Sementara Mommy menyajikan makanan, tanoa teriak-teriak, semua anggota keluarga langsung menuju meja makan. Rajin banget. Biasanya juga tenggorokan sampai kering baru mereka nyahut. Ini mah terjadi diskriminasi. Membeda-bedakan antara aku dan Mommy.
"Wah! Vikri udah lapar ya?" tanyaku pada anak lelakiku yang biasanya paling malas makan kalaub aku yang masak.
"Iya, Ma. Masakan Oma sangat harum. Jadinya langsung lapar. Iya kan, Dek?" balas Vikri sekaligus bertanya pada adiknya yang hanya mengangguk. Vika sudah lebih dahulu mencomot ayam goreng tepung kesukaannya. Duh, aku pun mulai lapar deh.
Kami pun mulai makan diringi celotehan kedua anakku. Mas Guntur sendiri sangat lahap menyantap makanannya. Melebihi saat aku memasak tempe goreng. Ini namnaya penghinaan. Tidak menghargai perasaan istri.
"Guntur!

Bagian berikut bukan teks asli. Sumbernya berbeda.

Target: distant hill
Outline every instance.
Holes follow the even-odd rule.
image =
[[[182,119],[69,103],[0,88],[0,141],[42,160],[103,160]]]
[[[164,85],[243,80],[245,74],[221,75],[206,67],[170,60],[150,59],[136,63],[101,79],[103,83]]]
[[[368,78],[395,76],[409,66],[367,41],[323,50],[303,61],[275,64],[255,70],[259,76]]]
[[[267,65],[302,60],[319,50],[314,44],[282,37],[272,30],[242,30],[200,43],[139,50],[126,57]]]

Mommy minta uang dua juta ya! Ada kan? Untuk pegangan," ujar mertua. Sontak saja Mas Guntur terbatuk-batuk dan kesulitan menelan air tak berduri yang kusodorkan. Mas Guntur memandangku dengan mata menghiba.
"Mas! Aku juga minta uang lima juta untuk peganganku sama anak-anak," ucapku tanpa melihat wajah Mas Guntur. Takut luluh diriku dan akhirnya pasrah dengan berapa pun uang yang suamiku berikan.
"I-iya, Mom. Nanti aku transfer ya. Uang cash gak ada," balas suamiku tak ikhlas.
"Jangan lupa sama istri juga, Mas!" ucapku menimpali. Mas Guntur mengangguk lemah.
Oh iya, ponselku. Aku harus melihat status Mommy hari ini. Tara....
[Disindir, malah aku yang dicurigai. Gak nyampe otaknya. Percuma sindiranku selama ini}
Owlala. Ini sudah jelas mengarah padaku. Selama ini hanya sindiran gitu? Aku sudah kayak cacing kepanasan loh. Malah dikatai pula gak nyampe otakku.
[Uang suami entah di mana. Dia betah aja makan tahu tempe]
Hidungku kembang kempis menahan marah. Ini sudah tak bisa dibiarkan. Harus kubuktikan kalau aku ini adalah wanita yang cerdas. Mommy terus saja menyindirku. Harusnya ia tegur sendiri anaknya itu.
***
"Dinda! Otakmu ada gak sih?" seru Mommy sesaat setelah Mas Guntur berangkat kerja. Mataku membeliak dan menghentikan tangan yang mau membuat status.
"Suamimu mengaku menejer, belanjaanmu cuma tiga puluh ribu sehari. Bagaimana kamu bisa bergaya? Mommy sudah panas-panasi, kamu belum juga bereaksi. Ini uang peganganmu. Cepat ikuti suamimu itu. Jadi istri kok suka kali dikadali suami?" bentak Mommy.
"Ta-tapi, Mom…."
"Anak-anak biar mommy yang jaga. Cepaaaat!"
Kali ini mertuaku berteriak hingga aku terjungkal dan lari terbirit-birit mengikuti suamiku. Mencari tahu dia kemana, dengan siapa dan berbuat apa.